Despite the fact that Hector was deliberately trying to get Helen’s back up, she stayed calm and focused on the instructions she was given. Jujitsu was part physical, which was fun, but the main part of it, the real challenge, was mental. She felt like she was trying to solve a puzzle, trying to unwind out of the human pretzel that Hector had made out of her. A few times she pissed him off by giggling and shying away from the sexually suggestive shapes he was trying to bend her into, but he gutted it out and kept working with her rather than let Lucas take over the lesson.

“Nah-uh!” Hector said when Lucas tried to enter the ring. “You. Out.”

“You’re not breaking it down step-by-step for her, Hector!” Lucas called from outside the cage. He wouldn’t come in the ring and break the rules of the dojo, but he could still yell from the sidelines. “She doesn’t know the first thing about pulling guard!”

“Well, tough,” Hector replied as he raised himself up from between her knees. “There’s no way I’m letting you in here, brother, so just forget it.” He gestured meaningfully at her prone body and open legs, and raised his eyebrows. Helen started laughing hysterically.

“You have nothing to worry about, Hector!” she managed to choke out. “Trust me!”

That got Lucas blushing. Helen heard a familiar laugh from outside the ring. “Giggles? Is that you?” She propped herself up and shoved Hector off of her.

“Yeah, it’s me. I gotta say, Len, I would have thought it would be harder to get between your legs, but Hector doesn’t seem to be having any trouble at all,” Claire teased.

“What are you doing here?” Helen said, surprised.

“I tried to stop her, but she just barged in and . . .” Jason began, his voice fraying with frustration.

“I really wanted to see you do demigod stuff!” Claire said, cutting him off. “I’ve never gotten to see you do all your tricks on purpose before.”

“Tricks? We’re not show ponies, Claire!” Jason yelled at her.
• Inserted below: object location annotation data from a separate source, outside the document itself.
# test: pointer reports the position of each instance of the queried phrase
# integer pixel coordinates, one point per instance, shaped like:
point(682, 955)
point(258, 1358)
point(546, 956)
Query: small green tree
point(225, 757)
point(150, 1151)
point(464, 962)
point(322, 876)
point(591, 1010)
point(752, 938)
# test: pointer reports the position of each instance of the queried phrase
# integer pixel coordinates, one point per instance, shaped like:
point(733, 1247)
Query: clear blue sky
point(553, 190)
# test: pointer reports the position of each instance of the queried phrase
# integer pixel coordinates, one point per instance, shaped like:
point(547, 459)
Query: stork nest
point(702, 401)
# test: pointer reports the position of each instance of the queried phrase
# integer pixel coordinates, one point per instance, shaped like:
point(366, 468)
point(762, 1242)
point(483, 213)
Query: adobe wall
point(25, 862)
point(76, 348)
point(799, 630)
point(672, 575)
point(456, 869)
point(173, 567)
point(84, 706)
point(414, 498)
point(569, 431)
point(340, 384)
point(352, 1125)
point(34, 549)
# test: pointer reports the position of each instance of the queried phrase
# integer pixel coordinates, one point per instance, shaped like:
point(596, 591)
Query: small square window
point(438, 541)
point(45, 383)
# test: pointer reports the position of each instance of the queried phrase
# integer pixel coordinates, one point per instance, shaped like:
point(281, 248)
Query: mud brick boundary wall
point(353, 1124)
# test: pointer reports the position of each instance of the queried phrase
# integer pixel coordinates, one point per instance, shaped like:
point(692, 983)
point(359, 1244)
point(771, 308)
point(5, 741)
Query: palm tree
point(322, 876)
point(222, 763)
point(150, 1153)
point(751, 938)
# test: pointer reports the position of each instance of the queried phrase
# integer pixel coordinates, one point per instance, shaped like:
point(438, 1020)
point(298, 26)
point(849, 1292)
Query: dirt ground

Helen looked at Hector and shrugged while Claire and Jason continued to bicker. “You know what? I think they enjoy fighting,” she commented.

“She’s your friend,” Hector said to her.

“He’s your brother,” Helen said back.

Then she heard the door slam. Lucas had left the room. Helen stood up and called after him, but she couldn’t leave the ring until Hector, her dojo master for the day, dismissed her. She turned to him and pleaded with her eyes.

“You may be safe for today, but you’re still in a lot of danger, you know. I know you don’t like this, but you need to train. And anyway, it would be better if you just let him start hating you now, Helen,” he said heavily.

“What are you talking about?” she asked, surprised that Hector could be so unfeeling.

“Then chase after him if you have to,” he said, looking away. Helen bowed to him and ran out of the practice ring. “But it will only get harder,” he warned as she turned to close the door. She slammed it behind her to make her point . . . though she didn’t exactly know what that point was.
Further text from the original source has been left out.